Though, judging from fighting the Centaur, his ancestors had been quite close to horses. Hopefully in a normal way.

"I guess you're finally developing a healthy curiosity?"

"This would be anything but healthy," he said.

He told her his actual problem.

He had a task list, and a list of questions, and all sorts of goals he intended to achieve. But all of those were discarded now, because new shit piled up faster than he could resolve the old.

What he needed was a way to track these numbers.

Numbers associated with personal health.

Numbers associated with Skills, and how they changed over time.

Numbers associated with the health of the country, whether it was Gross Domestic Product or Labor Force Participation or any number of economic statistics he'd only ever paid vague attention to.

Mary gave him a bemused look. "You, admitting to not knowing something?"
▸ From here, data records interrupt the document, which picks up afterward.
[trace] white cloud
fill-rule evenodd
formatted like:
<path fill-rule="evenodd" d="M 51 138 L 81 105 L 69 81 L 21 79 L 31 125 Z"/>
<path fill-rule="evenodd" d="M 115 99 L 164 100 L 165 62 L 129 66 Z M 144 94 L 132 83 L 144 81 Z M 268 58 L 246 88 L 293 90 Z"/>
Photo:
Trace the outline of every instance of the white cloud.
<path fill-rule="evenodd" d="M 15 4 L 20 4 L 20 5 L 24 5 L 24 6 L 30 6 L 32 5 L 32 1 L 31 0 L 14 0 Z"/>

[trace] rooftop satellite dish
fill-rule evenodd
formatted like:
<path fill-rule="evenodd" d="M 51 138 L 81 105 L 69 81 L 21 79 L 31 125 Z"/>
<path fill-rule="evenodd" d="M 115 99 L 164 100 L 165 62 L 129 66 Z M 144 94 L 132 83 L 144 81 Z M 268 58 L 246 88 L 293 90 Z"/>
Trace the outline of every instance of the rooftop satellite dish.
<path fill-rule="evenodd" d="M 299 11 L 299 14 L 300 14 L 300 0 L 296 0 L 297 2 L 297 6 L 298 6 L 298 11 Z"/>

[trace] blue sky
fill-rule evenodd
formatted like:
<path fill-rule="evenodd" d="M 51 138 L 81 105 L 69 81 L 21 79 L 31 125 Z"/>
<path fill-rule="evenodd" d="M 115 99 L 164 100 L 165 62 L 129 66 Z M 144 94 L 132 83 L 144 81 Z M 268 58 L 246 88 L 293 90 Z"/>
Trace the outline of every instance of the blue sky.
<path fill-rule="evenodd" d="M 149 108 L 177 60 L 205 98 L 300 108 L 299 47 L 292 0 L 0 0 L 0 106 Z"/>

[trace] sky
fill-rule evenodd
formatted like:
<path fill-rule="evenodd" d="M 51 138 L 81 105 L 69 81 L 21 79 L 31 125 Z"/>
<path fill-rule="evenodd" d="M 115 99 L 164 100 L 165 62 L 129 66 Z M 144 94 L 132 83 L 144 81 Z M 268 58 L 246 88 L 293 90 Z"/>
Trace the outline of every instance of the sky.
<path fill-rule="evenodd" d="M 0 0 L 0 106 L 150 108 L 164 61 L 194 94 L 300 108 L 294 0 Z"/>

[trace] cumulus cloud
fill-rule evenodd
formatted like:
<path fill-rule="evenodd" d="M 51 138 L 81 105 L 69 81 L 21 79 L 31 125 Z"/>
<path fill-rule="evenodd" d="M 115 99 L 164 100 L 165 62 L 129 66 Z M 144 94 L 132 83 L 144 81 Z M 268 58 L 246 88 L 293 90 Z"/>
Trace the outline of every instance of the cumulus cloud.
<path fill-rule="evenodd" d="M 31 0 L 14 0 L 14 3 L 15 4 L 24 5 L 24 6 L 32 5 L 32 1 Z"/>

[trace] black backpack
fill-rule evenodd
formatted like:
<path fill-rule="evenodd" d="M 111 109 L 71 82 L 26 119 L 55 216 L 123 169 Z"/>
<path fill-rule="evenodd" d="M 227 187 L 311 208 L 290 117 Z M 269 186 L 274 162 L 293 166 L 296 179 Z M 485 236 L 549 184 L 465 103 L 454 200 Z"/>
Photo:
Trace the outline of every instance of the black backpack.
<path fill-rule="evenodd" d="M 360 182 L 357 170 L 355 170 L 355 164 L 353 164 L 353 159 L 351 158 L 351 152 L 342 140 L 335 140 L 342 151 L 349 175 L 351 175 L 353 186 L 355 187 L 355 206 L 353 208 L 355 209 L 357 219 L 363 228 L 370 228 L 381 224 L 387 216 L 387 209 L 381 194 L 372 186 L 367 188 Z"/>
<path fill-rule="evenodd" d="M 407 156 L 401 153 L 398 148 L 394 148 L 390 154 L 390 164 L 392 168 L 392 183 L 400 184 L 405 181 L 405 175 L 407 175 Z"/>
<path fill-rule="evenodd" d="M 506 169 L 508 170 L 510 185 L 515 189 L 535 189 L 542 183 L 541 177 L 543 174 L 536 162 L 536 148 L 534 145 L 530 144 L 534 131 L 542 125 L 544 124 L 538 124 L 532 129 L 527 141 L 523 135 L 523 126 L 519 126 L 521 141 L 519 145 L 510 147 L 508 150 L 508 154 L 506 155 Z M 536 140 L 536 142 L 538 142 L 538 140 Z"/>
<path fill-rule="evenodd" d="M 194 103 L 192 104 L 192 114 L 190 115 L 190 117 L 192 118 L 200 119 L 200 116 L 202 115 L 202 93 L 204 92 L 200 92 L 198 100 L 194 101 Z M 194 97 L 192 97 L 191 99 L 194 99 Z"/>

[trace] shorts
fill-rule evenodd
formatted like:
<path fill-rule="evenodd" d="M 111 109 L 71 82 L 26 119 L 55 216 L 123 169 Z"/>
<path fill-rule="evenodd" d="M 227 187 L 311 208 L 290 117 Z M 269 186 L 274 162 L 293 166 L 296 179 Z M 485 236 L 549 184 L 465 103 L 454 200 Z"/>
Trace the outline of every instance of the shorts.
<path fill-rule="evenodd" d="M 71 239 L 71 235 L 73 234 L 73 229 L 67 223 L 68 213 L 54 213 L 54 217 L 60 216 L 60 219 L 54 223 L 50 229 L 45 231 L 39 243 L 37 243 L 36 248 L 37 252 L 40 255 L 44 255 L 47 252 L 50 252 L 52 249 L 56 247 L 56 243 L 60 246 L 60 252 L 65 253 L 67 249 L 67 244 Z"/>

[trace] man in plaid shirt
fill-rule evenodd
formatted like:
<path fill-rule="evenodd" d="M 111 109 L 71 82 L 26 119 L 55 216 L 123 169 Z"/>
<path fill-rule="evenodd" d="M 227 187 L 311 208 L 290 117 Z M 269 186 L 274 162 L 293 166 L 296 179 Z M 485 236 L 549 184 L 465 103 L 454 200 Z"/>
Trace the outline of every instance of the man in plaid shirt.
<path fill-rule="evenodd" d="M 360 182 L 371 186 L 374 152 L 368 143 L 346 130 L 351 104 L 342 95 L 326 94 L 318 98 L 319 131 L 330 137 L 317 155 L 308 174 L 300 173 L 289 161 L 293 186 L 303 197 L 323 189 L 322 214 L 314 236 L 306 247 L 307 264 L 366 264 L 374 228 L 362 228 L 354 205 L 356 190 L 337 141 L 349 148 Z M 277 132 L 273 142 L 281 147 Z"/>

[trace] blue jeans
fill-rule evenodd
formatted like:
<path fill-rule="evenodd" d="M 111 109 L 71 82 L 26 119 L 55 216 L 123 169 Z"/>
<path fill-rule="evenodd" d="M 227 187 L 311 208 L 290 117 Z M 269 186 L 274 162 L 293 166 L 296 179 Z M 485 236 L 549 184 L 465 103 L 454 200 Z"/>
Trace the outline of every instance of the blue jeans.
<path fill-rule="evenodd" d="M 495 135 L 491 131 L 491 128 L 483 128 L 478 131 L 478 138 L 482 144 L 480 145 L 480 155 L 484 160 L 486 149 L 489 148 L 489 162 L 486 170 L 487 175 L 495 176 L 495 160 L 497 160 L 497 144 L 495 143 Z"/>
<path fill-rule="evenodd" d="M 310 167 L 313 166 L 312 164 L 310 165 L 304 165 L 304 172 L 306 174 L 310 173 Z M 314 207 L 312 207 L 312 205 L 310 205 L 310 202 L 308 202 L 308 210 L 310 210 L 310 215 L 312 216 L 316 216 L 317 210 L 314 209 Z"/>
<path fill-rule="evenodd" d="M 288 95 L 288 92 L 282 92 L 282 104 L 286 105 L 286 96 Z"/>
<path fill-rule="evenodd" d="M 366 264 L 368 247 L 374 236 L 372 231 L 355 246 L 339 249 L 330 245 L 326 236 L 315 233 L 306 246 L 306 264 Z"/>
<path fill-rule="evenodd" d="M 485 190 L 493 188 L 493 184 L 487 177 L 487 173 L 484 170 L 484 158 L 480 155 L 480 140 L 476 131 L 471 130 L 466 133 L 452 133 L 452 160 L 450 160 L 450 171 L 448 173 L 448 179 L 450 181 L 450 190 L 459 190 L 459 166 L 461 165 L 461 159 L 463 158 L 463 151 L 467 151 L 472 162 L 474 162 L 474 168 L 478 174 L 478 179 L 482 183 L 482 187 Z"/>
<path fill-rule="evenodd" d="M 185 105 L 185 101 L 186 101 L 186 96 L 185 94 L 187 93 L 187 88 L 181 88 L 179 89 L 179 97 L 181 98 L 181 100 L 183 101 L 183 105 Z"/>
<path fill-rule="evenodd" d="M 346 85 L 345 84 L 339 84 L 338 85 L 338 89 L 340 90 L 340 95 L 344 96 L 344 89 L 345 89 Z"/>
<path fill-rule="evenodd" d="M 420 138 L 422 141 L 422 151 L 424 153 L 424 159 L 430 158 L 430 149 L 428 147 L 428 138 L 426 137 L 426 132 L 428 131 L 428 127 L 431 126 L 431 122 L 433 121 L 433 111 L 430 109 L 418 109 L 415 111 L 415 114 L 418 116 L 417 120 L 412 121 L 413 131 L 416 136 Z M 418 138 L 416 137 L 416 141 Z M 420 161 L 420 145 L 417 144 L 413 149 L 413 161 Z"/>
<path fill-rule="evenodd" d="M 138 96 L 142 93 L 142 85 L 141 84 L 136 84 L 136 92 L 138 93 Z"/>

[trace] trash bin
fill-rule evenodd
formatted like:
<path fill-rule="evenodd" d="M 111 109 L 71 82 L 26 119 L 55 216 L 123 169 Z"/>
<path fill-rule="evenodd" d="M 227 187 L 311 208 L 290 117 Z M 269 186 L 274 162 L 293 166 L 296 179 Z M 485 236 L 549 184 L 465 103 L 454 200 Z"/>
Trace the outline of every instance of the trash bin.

Sure. Maybe he was doing that. He preferred to think of it the other way. He'd learned too many useless things that at any given moment, he couldn't remember the best useful one.

Right. Yes. That was the proper way of framing it, totally.

"I'll be right back," she said.

She shuffled back into his room with a rolled-up sheaf of paper and unfurled it dramatically on top of the book about horse breeding.

"This," Mary said, dramatically, "is how we always kept track of figures and quantities that changed over time. Nothing too complicated, but we use this format for basically anything. Inventory. Customers. Repeats."

He scanned the sheet.

Black ink, with the stylistic dribblings of a quill pen.

Weathered, yellowing paper.

Divided neatly into rows and columns.

Labels for each column and each row.

A spreadsheet.

A fucking spreadsheet.

He'd seen so many of those already in his lifetime.

And yet he couldn't deny it at all.

One of the best ways to keep track of everything that was going on, to keep track of all the data that mattered for his goals and metrics?

Was to use spreadsheets.

And so the maw of responsibility once more began to snap closed around him.